4. Caráter e competência
Para
Deus não há dicotomia quanto a caráter e competência.
O que seria melhor: um
governante de bom caráter mas incompetente, ou um de mau caráter mas
competente? A única resposta que faz sentido é: nenhum dos dois! A Palavra
torna evidente que Deus capacita aqueles que ele chama para as mais variadas
funções. Na história de José lemos várias vezes que que ele prosperava porque a
mão do Senhor estava com ele. Certamente ele tinha capacidade de governo, mas
esta capacidade era baseada em seu caminhar íntegro. A lista de qualificações
para líderes da igreja em 1Timóteo é essencialmente uma lista de aspectos do
caráter e não só de competência. Para Deus não há dicotomia quanto a caráter e
competência. Ao aconselhar Moisés a escolher os líderes do povo, Jetro afirma
que as características destes líderes deveriam incluir tanto capacidade quanto
temor a Deus. No contexto judaico e também cristão, o conceito de caráter está
intimamente ligado ao temor de Deus, pois o indivíduo que assume um padrão
moral e ético o faz a partir da compreensão de que há um Deus soberano ao qual
cada um deverá prestar contas um dia. No texto de Êxodo 18.21 lemos:
Mas escolha dentre todo o povo
homens capazes, tementes a Deus, dignos de confiança e inimigos de ganho
desonesto. Estabeleça-os como chefes de mil, de cem, de cinquenta e de dez.
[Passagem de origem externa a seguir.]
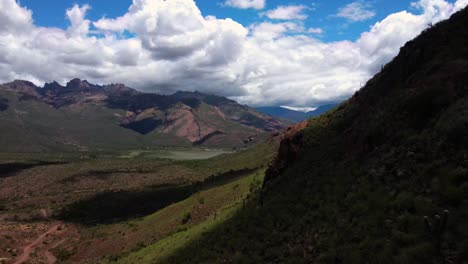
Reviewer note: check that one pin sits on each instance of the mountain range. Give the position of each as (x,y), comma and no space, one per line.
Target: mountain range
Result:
(382,178)
(292,115)
(83,116)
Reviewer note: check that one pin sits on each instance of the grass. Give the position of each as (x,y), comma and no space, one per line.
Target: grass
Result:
(120,204)
(368,173)
(188,233)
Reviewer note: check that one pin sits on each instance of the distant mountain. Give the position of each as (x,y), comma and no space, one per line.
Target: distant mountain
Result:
(294,116)
(84,116)
(383,178)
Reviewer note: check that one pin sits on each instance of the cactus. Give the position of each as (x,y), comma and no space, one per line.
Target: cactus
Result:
(436,230)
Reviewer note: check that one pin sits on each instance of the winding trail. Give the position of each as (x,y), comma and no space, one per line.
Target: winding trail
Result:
(31,247)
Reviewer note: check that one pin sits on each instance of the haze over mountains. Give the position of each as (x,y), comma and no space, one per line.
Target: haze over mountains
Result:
(82,115)
(293,115)
(383,178)
(109,174)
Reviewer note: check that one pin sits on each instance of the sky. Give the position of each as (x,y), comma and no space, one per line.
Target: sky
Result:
(299,53)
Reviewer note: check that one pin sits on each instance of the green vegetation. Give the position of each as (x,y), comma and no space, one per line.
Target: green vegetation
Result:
(227,200)
(369,176)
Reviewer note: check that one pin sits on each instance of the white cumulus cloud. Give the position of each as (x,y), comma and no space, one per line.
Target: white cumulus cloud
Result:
(165,46)
(245,4)
(356,11)
(287,12)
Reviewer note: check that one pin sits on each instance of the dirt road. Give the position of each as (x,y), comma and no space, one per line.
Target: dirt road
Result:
(31,247)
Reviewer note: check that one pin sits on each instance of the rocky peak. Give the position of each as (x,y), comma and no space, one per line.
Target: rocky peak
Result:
(53,86)
(77,84)
(23,87)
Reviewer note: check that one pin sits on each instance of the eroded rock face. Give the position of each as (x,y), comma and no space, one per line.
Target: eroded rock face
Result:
(182,121)
(194,117)
(290,148)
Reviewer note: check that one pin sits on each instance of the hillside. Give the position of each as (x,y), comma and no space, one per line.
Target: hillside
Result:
(84,116)
(381,179)
(292,115)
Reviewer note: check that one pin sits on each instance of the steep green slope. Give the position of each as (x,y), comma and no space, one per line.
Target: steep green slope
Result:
(374,180)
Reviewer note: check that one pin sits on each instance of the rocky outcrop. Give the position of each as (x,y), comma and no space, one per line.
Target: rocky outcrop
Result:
(290,148)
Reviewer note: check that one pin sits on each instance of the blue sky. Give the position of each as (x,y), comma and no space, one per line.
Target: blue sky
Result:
(321,13)
(299,53)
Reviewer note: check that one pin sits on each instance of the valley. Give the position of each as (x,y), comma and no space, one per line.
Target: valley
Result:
(107,206)
(178,171)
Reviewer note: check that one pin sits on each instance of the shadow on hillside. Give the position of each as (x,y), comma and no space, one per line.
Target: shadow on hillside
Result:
(117,206)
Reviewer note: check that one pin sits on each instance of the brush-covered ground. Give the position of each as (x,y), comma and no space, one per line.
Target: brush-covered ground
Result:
(383,178)
(106,206)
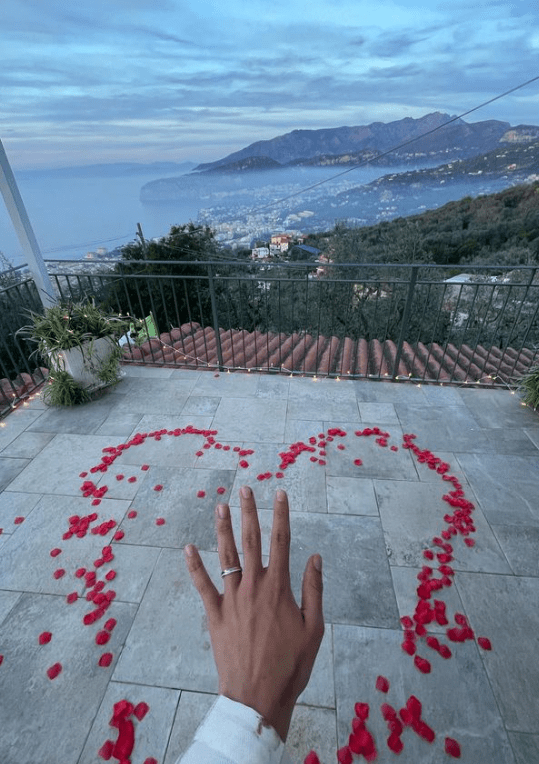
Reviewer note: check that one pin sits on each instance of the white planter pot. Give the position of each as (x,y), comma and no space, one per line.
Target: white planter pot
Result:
(82,364)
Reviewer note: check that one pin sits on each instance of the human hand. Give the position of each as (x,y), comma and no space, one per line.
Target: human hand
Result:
(264,645)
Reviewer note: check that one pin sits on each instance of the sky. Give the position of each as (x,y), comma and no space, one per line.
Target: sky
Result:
(194,80)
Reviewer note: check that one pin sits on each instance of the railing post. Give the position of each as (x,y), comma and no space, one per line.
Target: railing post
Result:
(214,317)
(23,227)
(405,319)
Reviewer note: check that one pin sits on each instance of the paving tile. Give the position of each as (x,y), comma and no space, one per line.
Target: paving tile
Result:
(312,729)
(169,450)
(525,747)
(303,481)
(191,712)
(351,496)
(10,469)
(383,413)
(119,425)
(511,441)
(377,462)
(134,566)
(28,444)
(187,517)
(511,622)
(8,600)
(83,419)
(361,654)
(38,722)
(200,405)
(520,544)
(506,486)
(428,475)
(15,424)
(14,505)
(272,386)
(156,396)
(412,514)
(26,561)
(405,583)
(336,401)
(389,392)
(498,408)
(260,419)
(153,372)
(301,429)
(227,384)
(533,435)
(151,734)
(443,428)
(57,467)
(169,644)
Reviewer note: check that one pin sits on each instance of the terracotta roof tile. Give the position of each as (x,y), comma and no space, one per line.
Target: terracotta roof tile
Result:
(192,346)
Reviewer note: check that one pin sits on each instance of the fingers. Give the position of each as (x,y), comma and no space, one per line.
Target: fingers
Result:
(280,540)
(228,554)
(311,600)
(203,583)
(250,532)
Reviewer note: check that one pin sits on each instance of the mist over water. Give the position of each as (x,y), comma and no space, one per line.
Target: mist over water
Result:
(73,215)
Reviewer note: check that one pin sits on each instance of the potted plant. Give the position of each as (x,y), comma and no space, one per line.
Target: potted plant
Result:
(80,342)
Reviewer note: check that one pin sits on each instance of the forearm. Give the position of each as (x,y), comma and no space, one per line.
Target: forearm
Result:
(234,733)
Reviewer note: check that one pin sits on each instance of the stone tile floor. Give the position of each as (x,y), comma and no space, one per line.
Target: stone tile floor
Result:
(371,524)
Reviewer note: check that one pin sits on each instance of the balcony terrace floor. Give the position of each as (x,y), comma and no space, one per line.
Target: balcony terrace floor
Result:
(371,523)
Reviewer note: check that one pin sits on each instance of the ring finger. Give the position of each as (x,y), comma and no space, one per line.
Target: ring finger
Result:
(226,545)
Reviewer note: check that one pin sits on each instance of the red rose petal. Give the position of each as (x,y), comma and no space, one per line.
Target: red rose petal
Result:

Ao escolher um candidato, não
caia na armadilha de decidir entre caráter ou competência. Uma escolha assim é
como decidir se você prefere morrer com fogo ou com água – no final, o
resultado é o mesmo! Escolha candidatos que mostraram competência e, ao mesmo
tempo, mostram caráter.
5. Evite votar em alguém
apenas porque se diz cristão
Todos conhecemos pessoas muito
dedicadas a Jesus, mas que não têm capacidade para gerir um negócio ou sequer
suas próprias finanças. Infelizmente, alguns candidatos parecem crer que, por
professarem ser cristãos, automaticamente estão qualificados para um cargo no
governo. Olhe com muito cuidado estes candidatos. Primeiramente, seu argumento
para ser seu escolhido é muito fraco. Não basta alguém ser cristão para
governar uma cidade, estado ou país. O indivíduo precisa de conhecimento,
capacidade e perfil para desempenhar estas funções. Em segundo lugar, o fato de
se apresentarem como cristãos não significa que têm um procedimento íntegro.
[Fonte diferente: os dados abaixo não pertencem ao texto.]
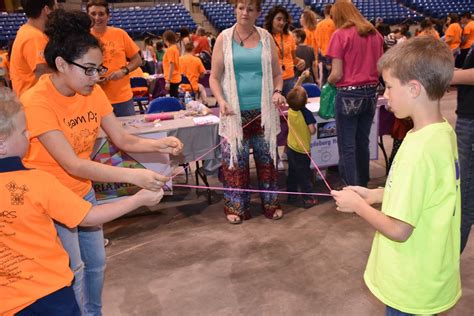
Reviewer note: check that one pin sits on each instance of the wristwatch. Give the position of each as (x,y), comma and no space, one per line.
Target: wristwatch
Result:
(125,70)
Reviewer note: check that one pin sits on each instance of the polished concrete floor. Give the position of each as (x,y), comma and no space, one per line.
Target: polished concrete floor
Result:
(185,259)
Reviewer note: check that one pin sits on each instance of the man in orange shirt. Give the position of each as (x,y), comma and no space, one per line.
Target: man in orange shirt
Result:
(117,48)
(324,31)
(467,37)
(27,62)
(35,278)
(192,67)
(171,64)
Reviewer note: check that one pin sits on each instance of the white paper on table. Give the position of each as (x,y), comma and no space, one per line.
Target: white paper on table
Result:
(204,120)
(313,107)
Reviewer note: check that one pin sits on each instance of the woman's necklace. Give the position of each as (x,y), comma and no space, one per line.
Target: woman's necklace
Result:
(243,40)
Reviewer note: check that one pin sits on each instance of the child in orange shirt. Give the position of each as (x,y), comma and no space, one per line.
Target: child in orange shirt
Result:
(171,64)
(193,68)
(35,277)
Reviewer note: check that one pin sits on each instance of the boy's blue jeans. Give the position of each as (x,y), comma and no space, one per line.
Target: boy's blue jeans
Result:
(85,247)
(355,110)
(465,135)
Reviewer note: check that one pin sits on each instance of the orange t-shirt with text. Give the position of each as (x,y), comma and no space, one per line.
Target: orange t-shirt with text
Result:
(33,262)
(77,117)
(311,40)
(172,57)
(286,47)
(192,67)
(468,33)
(324,31)
(27,54)
(455,32)
(117,47)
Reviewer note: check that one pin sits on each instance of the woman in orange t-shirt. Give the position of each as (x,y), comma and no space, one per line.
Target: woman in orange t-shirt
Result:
(171,64)
(308,21)
(65,111)
(277,22)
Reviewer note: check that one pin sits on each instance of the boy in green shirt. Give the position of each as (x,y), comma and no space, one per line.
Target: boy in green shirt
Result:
(413,266)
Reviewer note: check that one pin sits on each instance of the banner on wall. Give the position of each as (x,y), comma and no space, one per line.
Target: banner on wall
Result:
(107,153)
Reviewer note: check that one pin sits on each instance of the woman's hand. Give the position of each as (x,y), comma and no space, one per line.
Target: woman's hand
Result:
(300,64)
(278,99)
(170,145)
(148,179)
(225,109)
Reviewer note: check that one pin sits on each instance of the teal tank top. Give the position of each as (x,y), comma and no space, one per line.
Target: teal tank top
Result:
(248,74)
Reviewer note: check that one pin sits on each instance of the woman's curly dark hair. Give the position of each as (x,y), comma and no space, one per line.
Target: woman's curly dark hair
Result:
(268,24)
(69,36)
Todo leitor do Novo Testamento conhece a história de Ananias e Safira, que,
sendo cristãos, tentaram promover uma imagem própria além da realidade. Eles
tentaram mentir para os homens, mas na verdade mentiram para Deus. (Em nenhum
momento o texto indica que eles não eram cristãos.) Finalmente, cuidado com
candidatos que afirmam que vão defender os cristãos. Há duas razões para isso.
Primeira, nosso protetor é Deus e não um governante cristão. Segunda, o que se
espera de um governante é que seja justo, temente a Deus, e não alguém que
defenda seguidores de uma fé acima dos demais.
Após considerar esses
princípios, você talvez conclua que não há candidatos que preencham todas estas
características. Isso pode muito bem ser verdade. Uma vez mais, importa aqui o
discernimento. Reflita: qual dos candidatos mais preenche estas
características? Qual deles vai refrear a iniquidade e promover a justiça? Qual
deles, em sua percepção, vai lutar por aquilo que Deus ama? Minha oração é que
eu, você e a igreja brasileira estejamos engajados neste processo, nos
humilhando, orando, buscando a face do Senhor, nos desviando do mal e nos
oferecendo como seus agentes para cumprir seus propósitos em nossa nação.
Daniel Lima foi pastor de
igreja local por mais de 25 anos. Formado em psicologia, mestre em educação
cristã e doutorando em formação de líderes no Fuller Theological Seminary, EUA.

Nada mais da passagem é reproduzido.